Joyla (425x640)The heat can reach blazing temperatures during the summer. These temperatures affect many different health issues, one of them being your blood sugar. According to research, when it is hot outside, it is more likely for those with diabetes to end up in the emergency room with heat-related illnesses. The extreme weather disorients the body and hinders the successful production of insulin. Despite these negatives, someone with diabetes does not have to give the weather the upper hand, just read the following tips on how to stay ahead of the heat.

Drink plenty of water as the heat increases since you’re more likely to get dehydrated.
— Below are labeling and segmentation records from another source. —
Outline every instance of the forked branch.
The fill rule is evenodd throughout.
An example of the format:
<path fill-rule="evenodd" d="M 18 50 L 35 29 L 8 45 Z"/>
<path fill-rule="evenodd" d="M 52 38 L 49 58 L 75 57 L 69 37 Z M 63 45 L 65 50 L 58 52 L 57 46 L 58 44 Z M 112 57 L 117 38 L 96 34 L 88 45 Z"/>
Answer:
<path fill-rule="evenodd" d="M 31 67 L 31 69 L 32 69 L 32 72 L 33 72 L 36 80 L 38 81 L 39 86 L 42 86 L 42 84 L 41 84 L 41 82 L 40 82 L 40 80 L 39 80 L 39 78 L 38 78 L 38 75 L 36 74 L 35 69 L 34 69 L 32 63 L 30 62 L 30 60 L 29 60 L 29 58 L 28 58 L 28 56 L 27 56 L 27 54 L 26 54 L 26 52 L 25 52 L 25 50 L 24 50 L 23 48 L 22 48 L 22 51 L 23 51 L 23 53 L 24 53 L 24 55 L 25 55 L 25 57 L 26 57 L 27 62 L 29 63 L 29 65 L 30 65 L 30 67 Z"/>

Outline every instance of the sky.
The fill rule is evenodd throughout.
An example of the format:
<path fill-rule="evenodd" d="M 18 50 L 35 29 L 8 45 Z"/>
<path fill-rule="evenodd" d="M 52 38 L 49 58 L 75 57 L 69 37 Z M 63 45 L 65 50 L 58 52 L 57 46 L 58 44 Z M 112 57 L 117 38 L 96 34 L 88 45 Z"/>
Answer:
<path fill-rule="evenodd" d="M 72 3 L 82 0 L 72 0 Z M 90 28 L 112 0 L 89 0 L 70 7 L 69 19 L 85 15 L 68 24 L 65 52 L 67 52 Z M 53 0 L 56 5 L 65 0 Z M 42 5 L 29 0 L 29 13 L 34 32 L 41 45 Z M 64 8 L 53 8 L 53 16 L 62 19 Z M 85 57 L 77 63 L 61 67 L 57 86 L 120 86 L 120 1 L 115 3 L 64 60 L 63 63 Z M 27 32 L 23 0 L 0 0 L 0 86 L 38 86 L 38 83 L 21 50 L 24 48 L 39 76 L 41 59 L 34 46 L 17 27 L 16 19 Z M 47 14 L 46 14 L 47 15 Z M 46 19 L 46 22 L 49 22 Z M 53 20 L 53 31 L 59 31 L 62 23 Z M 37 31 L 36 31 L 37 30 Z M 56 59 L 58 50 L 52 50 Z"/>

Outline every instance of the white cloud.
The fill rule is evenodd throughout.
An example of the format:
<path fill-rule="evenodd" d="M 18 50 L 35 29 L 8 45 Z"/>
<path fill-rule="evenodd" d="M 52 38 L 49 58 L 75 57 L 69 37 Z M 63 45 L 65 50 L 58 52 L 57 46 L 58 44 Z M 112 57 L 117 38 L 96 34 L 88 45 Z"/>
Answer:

Dehydration increases the levels of blood sugar in the blood system. When this occurs, less blood flows through the kidneys and the kidneys need blood to work efficiently. So don’t wait until you are parched to fill up on fluids!

Did you know that high summer temperatures can affect your medications, glucose meter, and diabetes strips? With extreme heat, it is common for insulin and other drugs to become degraded and lose potency. No meds should be exposed to temperatures higher than 86 degrees. Bring your medications with you while traveling and try to keep them in a cool, dry place.

It is crucial that those with diabetes stay out of the heat. An important part of diabetes management is to exercise to keep blood sugar under control.  To avoid heat stroke or worse, it is recommended to exercise early in the morning, after the sun sets, or in an air conditioned gym. Type 1 and 2 diabetics are more susceptible to develop problems concerning their feet. During the summer, be mindful of how you treat your feet; it is unwise to go barefoot. Try to wear comfy shoes that fit well and do not expose the majority of your foot to potential cuts, scrapes, or wounds. Be sure to monitor the condition of your feet by the end of every day.

Recognize the signs of low blood sugar. Symptoms of heat exhaustion can be similar to that of hypoglycemia, a term used to describe low blood sugar. Some of the symptoms include: sweating, light-headed, shakiness, or confusion. Be sure to test your levels frequently to recognize if your blood sugar levels have dropped or if you need to add insulin to your diet. Keep a carbohydrate snack with you if you need to raise your blood sugar levels. Always be careful not to confuse symptoms of sugar conditions with those of the heat.

All of this advice is a way for us to aid you in awareness of your body’s response to the heightening summer temperatures.   I wish you an enjoyable summer with these helpful tips on beating the heat!

The information provided is for general interest only and should not be misconstrued as a diagnosis, prognosis or treatment recommendation. This information does not in any way constitute the practice of medicine, or any other health care profession. Readers are directed to consult their health care provider regarding their specific health situation. Marque Medical is not liable for any action taken by a reader based upon this information.